Letztlich erweist sich das Geld bei allen Beteiligten als ein zentrales Thema – nicht nur bei Adoptiveltern, sondern auch in Behörden und Adoptionsagenturen. „Denn da bei solchen Adoptionen auch Geld fließt, besteht das Risiko, dass das Kind zur Ware wird und ein Handel mit Kindern entsteht“, so Tribowski. „In diesem Zusammenhang ist es den Adoptiveltern vor allen Dingen wichtig, dass sich niemand an den Zahlungen bereichert. Die Adoptionsgesetzgebung sieht deshalb vor, dass Geld nicht direkt für das Kind, sondern nur für Dienstleistungen wie die Eignungsprüfungen der Adoptionsbewerber und das Verwaltungsfahren bezahlt wird“, erklärt er die Rechtslage.
»Da bei solchen Adoptionen auch Geld fließt, besteht das Risiko, dass das Kind zur Ware wird und ein Handel mit Kindern entsteht.«
Von den Rahmenbedingungen her befinden sich die Adoptionswilligen hierzulande auf der sicheren Seite, wenn sie sich an eine der 14 staatlich anerkannten und kontrollierten Adoptionsvermittlungsstellen in freier Trägerschaft oder an das jeweilige Landesjugendamt wenden.
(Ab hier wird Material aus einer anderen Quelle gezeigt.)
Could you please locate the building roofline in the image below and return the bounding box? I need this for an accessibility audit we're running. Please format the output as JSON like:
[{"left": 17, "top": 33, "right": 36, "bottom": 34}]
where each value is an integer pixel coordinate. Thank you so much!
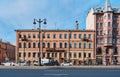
[{"left": 15, "top": 29, "right": 95, "bottom": 32}]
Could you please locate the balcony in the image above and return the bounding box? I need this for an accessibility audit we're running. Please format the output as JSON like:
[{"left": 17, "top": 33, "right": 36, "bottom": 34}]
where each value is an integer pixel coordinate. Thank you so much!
[
  {"left": 104, "top": 43, "right": 113, "bottom": 47},
  {"left": 46, "top": 48, "right": 66, "bottom": 52},
  {"left": 81, "top": 38, "right": 92, "bottom": 42}
]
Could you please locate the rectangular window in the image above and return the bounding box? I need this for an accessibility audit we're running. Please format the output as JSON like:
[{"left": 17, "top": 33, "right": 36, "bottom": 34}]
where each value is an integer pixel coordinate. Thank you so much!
[
  {"left": 19, "top": 34, "right": 22, "bottom": 38},
  {"left": 33, "top": 34, "right": 36, "bottom": 38},
  {"left": 100, "top": 31, "right": 102, "bottom": 35},
  {"left": 53, "top": 34, "right": 56, "bottom": 38},
  {"left": 84, "top": 43, "right": 86, "bottom": 48},
  {"left": 88, "top": 34, "right": 91, "bottom": 39},
  {"left": 69, "top": 34, "right": 72, "bottom": 38},
  {"left": 24, "top": 43, "right": 26, "bottom": 48},
  {"left": 47, "top": 53, "right": 50, "bottom": 58},
  {"left": 47, "top": 34, "right": 50, "bottom": 38},
  {"left": 43, "top": 53, "right": 45, "bottom": 58},
  {"left": 79, "top": 43, "right": 82, "bottom": 48},
  {"left": 28, "top": 53, "right": 31, "bottom": 57},
  {"left": 100, "top": 23, "right": 102, "bottom": 28},
  {"left": 84, "top": 53, "right": 86, "bottom": 58},
  {"left": 84, "top": 34, "right": 86, "bottom": 39},
  {"left": 42, "top": 34, "right": 45, "bottom": 38},
  {"left": 79, "top": 53, "right": 81, "bottom": 58},
  {"left": 79, "top": 34, "right": 82, "bottom": 38},
  {"left": 52, "top": 53, "right": 54, "bottom": 57},
  {"left": 113, "top": 16, "right": 118, "bottom": 21},
  {"left": 74, "top": 34, "right": 77, "bottom": 39},
  {"left": 53, "top": 43, "right": 56, "bottom": 48},
  {"left": 28, "top": 34, "right": 31, "bottom": 38},
  {"left": 60, "top": 43, "right": 62, "bottom": 48},
  {"left": 96, "top": 23, "right": 99, "bottom": 28},
  {"left": 42, "top": 43, "right": 45, "bottom": 48},
  {"left": 88, "top": 53, "right": 91, "bottom": 58},
  {"left": 64, "top": 34, "right": 67, "bottom": 39},
  {"left": 96, "top": 31, "right": 98, "bottom": 35},
  {"left": 19, "top": 53, "right": 21, "bottom": 57},
  {"left": 108, "top": 14, "right": 111, "bottom": 19},
  {"left": 33, "top": 53, "right": 36, "bottom": 57},
  {"left": 74, "top": 42, "right": 77, "bottom": 48},
  {"left": 59, "top": 34, "right": 62, "bottom": 39},
  {"left": 74, "top": 52, "right": 76, "bottom": 58},
  {"left": 89, "top": 43, "right": 91, "bottom": 49},
  {"left": 108, "top": 22, "right": 111, "bottom": 26},
  {"left": 23, "top": 52, "right": 26, "bottom": 57},
  {"left": 108, "top": 30, "right": 110, "bottom": 35}
]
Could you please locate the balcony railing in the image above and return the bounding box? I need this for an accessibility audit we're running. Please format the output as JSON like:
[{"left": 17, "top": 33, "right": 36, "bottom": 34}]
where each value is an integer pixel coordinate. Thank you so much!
[{"left": 46, "top": 48, "right": 66, "bottom": 52}]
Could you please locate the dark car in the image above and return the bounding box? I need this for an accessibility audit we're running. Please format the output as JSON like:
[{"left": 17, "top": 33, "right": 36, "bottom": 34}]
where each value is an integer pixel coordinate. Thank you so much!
[{"left": 44, "top": 61, "right": 59, "bottom": 66}]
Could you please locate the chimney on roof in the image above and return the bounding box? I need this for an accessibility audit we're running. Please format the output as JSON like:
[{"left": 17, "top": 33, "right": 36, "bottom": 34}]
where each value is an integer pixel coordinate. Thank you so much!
[{"left": 76, "top": 20, "right": 79, "bottom": 30}]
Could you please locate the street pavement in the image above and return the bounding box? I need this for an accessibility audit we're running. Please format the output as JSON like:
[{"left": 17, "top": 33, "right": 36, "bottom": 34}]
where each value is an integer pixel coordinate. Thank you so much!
[{"left": 0, "top": 67, "right": 120, "bottom": 77}]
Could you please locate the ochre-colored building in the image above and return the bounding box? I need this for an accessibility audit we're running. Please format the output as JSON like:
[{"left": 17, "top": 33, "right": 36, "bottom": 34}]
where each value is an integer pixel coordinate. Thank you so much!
[
  {"left": 15, "top": 29, "right": 95, "bottom": 64},
  {"left": 0, "top": 39, "right": 15, "bottom": 63},
  {"left": 86, "top": 0, "right": 120, "bottom": 65}
]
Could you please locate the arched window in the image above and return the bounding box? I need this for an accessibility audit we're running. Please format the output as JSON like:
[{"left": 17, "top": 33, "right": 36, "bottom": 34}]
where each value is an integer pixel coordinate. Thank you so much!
[
  {"left": 47, "top": 43, "right": 50, "bottom": 48},
  {"left": 74, "top": 42, "right": 77, "bottom": 48},
  {"left": 89, "top": 43, "right": 91, "bottom": 49},
  {"left": 19, "top": 34, "right": 21, "bottom": 38},
  {"left": 64, "top": 43, "right": 67, "bottom": 48},
  {"left": 24, "top": 42, "right": 26, "bottom": 48},
  {"left": 38, "top": 43, "right": 40, "bottom": 48},
  {"left": 19, "top": 43, "right": 22, "bottom": 48},
  {"left": 33, "top": 43, "right": 36, "bottom": 48},
  {"left": 60, "top": 43, "right": 62, "bottom": 48},
  {"left": 79, "top": 43, "right": 82, "bottom": 48},
  {"left": 43, "top": 42, "right": 45, "bottom": 48},
  {"left": 28, "top": 53, "right": 31, "bottom": 57},
  {"left": 28, "top": 43, "right": 31, "bottom": 48},
  {"left": 53, "top": 43, "right": 56, "bottom": 48}
]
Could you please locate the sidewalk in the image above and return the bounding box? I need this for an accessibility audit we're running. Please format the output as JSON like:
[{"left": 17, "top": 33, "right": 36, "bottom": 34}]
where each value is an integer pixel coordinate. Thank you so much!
[{"left": 0, "top": 65, "right": 120, "bottom": 69}]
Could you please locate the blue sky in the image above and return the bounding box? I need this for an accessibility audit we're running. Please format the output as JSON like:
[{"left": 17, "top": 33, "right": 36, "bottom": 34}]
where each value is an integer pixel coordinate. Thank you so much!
[{"left": 0, "top": 0, "right": 120, "bottom": 45}]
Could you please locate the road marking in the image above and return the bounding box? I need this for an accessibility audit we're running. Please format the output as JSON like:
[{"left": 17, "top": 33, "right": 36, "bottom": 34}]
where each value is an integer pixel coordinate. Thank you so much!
[{"left": 44, "top": 74, "right": 69, "bottom": 76}]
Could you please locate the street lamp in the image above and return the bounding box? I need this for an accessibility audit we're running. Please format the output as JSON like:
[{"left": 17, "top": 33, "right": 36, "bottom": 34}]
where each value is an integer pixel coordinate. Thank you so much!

Die Vermittlungsstellen der freien Träger, die Zulassungen für unterschiedliche Länder haben, begleiten die Adoptionsbewerber bei den Verfahren im Ausland, die – je nach Herkunftsland – mehr oder weniger reibungslos und rechtmäßig ablaufen. „In Staaten mit einer schlechten bürokratischen Infrastruktur, fehlender staatlicher Kontrolle und besonders großer Armut können illegale oder grenzwertige Praktiken vorkommen“, sagt der Soziologe.
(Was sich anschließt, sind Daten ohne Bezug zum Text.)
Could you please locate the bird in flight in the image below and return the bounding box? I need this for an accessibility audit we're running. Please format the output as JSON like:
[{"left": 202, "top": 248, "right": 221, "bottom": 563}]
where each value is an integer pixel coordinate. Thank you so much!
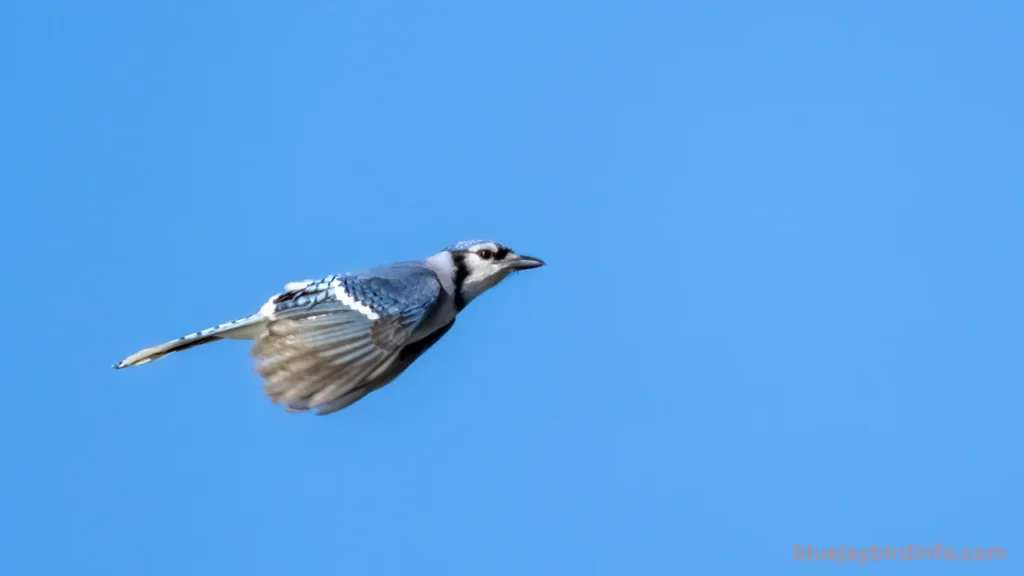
[{"left": 114, "top": 240, "right": 545, "bottom": 415}]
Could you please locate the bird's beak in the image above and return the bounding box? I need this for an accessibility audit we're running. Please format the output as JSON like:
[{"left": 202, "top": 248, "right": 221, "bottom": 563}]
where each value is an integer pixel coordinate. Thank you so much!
[{"left": 506, "top": 254, "right": 545, "bottom": 271}]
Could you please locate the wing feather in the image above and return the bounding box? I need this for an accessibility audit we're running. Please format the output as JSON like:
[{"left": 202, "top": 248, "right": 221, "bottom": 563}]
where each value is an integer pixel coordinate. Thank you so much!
[{"left": 251, "top": 266, "right": 444, "bottom": 414}]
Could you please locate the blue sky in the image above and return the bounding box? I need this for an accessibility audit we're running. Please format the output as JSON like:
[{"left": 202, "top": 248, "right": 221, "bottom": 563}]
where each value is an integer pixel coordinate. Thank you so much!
[{"left": 2, "top": 1, "right": 1022, "bottom": 574}]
Klassische Marktcharakteristiken fehlen
Zwar ist in Deutschland wie auch den anderen Unterzeichnerstaaten des Haager Adoptionsübereinkommens, das 1993 als Maßnahme gegen Kinderhandel beschlossen wurde, das Prozedere einer Auslandsadoption fest geregelt. Doch gehören nicht alle großen Herkunftsländer zu den inzwischen rund 90 Unterzeichnerstaaten. „Äthiopien ist so ein Beispiel“, so Tribowski. Kernpunkt der Vereinbarung ist, dass internationale Adoptionen ausschließlich zum Wohle des Kindes stattfinden. Dazu gehört auch, dass erst, wenn für das Kind im eigenen Land keine geeignete Pflegefamilie oder Adoptiveltern gefunden werden können, eine Auslandsadoption in Betracht gezogen werden kann. „Außerdem gibt es Regeln, wie das Geld verwendet werden darf“, sagt Tribowski. So sind die Vermittlungsagenturen zur Kostentransparenz und Gemeinnützigkeit verpflichtet. „Das heißt, dass sie alle Zahlungen und deren Verwendung Bewerbern und Behörden offenlegen müssen“, erklärt er. Darüber hinaus müssen sie als gemeinnützige Vereine anfallende Gewinne der Vereinsarbeit zugutekommen lassen. Damit ist sichergestellt, dass bei ihrer Arbeit nicht der Profit im Vordergrund steht, sondern das Kindswohl. „Von einem Adoptionsmarkt kann so gesehen nicht die Rede sein“, stellt er fest.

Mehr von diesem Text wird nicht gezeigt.